I cannot say that I found "The Limits of Control" endlessly fascinating, but I was enraptured by its hypnotic imagery during much of the playing time. Jarmusch here displays the visual power of a painter. (Several scenes, furthermore, take place in an art museum.) Everyone will surely interpret the film differently, but I saw it for the most part as a celebration of the avant-garde spirit itself. Art itself is what "The Limits of Control" seems to be about and seems concerned to protect and defend. The enemy would be the kind of person to insist that every movie be obvious (and controlled).

The figure we see on screen the most is a man in a suit (played by Isaach de Bankole) who is involved in some sort of conspiracy with other odd characters who speak slowly and enigmatically and wear unusual clothing. Tilda Swinton, John Hurt, Gael Garcia Bernal, and several others play the co-conspirators. The man travels around France and Spain meeting these conspirators and receiving coded messages from them. Every time the man reads one of the messages, he eats the small piece of paper that it's on. This conveys a sense of secrecy and danger. The music is also quite effective in conveying danger. (Whenever the music got scary, I felt I was watching a David Lynch film. I'm fairly certain that Jarmusch was in love with Lynch's last film, the wildly avant-garde and scary "Inland Empire.")

Each of the conspirators is a fan of a different art form and chats with the man briefly about it. Tilda Swinton's "character" is a cinephile and announces how much she enjoys when characters in a film sit quietly and say nothing. She seems to be a stand-in for Jarmusch in this scene, one of the funniest and most self-referential in the film. Swinton is also at her magnetic best, decked out in a fabulous costume.

Eventually the goal of the conspiracy is revealed, so there is something of a plot. But nothing about the murder at the end appears real.
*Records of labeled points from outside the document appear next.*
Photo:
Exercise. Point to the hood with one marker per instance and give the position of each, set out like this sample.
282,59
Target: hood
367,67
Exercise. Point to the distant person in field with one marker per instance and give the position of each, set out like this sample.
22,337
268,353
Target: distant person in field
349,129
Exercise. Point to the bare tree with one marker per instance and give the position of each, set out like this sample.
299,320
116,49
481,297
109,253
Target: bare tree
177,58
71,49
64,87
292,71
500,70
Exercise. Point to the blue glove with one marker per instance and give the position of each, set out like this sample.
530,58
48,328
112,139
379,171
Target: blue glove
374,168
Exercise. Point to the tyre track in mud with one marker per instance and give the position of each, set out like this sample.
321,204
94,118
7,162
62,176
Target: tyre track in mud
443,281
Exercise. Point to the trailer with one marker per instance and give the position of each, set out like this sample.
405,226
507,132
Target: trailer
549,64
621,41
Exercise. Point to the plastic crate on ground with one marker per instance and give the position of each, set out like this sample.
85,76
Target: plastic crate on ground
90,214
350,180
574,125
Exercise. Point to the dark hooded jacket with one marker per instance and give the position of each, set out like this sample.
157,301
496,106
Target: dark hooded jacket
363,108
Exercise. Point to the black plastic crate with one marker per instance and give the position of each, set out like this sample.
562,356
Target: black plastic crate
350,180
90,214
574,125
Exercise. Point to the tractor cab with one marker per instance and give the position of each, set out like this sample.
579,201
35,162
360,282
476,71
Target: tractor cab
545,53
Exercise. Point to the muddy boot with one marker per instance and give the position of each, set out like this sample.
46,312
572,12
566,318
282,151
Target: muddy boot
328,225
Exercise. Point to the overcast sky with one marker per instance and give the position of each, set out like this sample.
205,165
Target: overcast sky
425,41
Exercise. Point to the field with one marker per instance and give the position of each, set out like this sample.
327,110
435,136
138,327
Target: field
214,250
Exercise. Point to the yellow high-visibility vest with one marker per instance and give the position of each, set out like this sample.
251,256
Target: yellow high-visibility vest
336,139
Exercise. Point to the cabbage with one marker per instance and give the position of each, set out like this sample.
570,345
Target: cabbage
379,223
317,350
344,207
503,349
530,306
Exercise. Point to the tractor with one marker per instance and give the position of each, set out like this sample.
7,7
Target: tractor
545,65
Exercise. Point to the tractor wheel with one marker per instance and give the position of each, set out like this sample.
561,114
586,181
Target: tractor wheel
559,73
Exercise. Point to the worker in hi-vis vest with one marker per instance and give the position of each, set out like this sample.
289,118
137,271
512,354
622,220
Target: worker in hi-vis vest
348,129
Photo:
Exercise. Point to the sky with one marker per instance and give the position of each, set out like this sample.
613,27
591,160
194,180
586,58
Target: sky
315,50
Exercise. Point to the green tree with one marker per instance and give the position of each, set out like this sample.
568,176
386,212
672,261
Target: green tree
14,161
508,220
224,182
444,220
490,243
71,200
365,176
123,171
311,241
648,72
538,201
It appears fake, so even it remains more symbolic than literal.

For a film like this to be most effective, its images have to take one's breath away in almost every scene. "The Limits of Control" didn't quite get to that level. Also the director has to hint from time to time about what he or she is thinking. It doesn't have to be obvious, but whispers of possible meaning have to be there. Jarmusch does this, but that's where he's at his worst actually. The actors say cliche existentialist slogans such as, "The universe has no center and no edges." A pick-up truck also has a nihilist slogan painted on the back, which I found crushingly clumsy. I felt as though Jarmusch had just read Samuel Beckett for the first time, which is a bit shocking given that Beckett's work is 50 years old. Artistic engagement with the concept of meaninglessness is at this point old hat. Offering regurgitated Beckett-isms (or epigrams from similar artists, such as William Burroughs) is hardly a step forward artistically. In fact it makes one seem painfully behind the times, as if one is frozen artistically in about 1965.

While "The Limits of Control" is not a major or truly original artistic statement, it at least keeps the tradition of avant-garde cinema alive. We certainly must thank Jarmusch for this. It also does have moments that explode with cinematic passion and dream-like wonder, which I for one never tire of.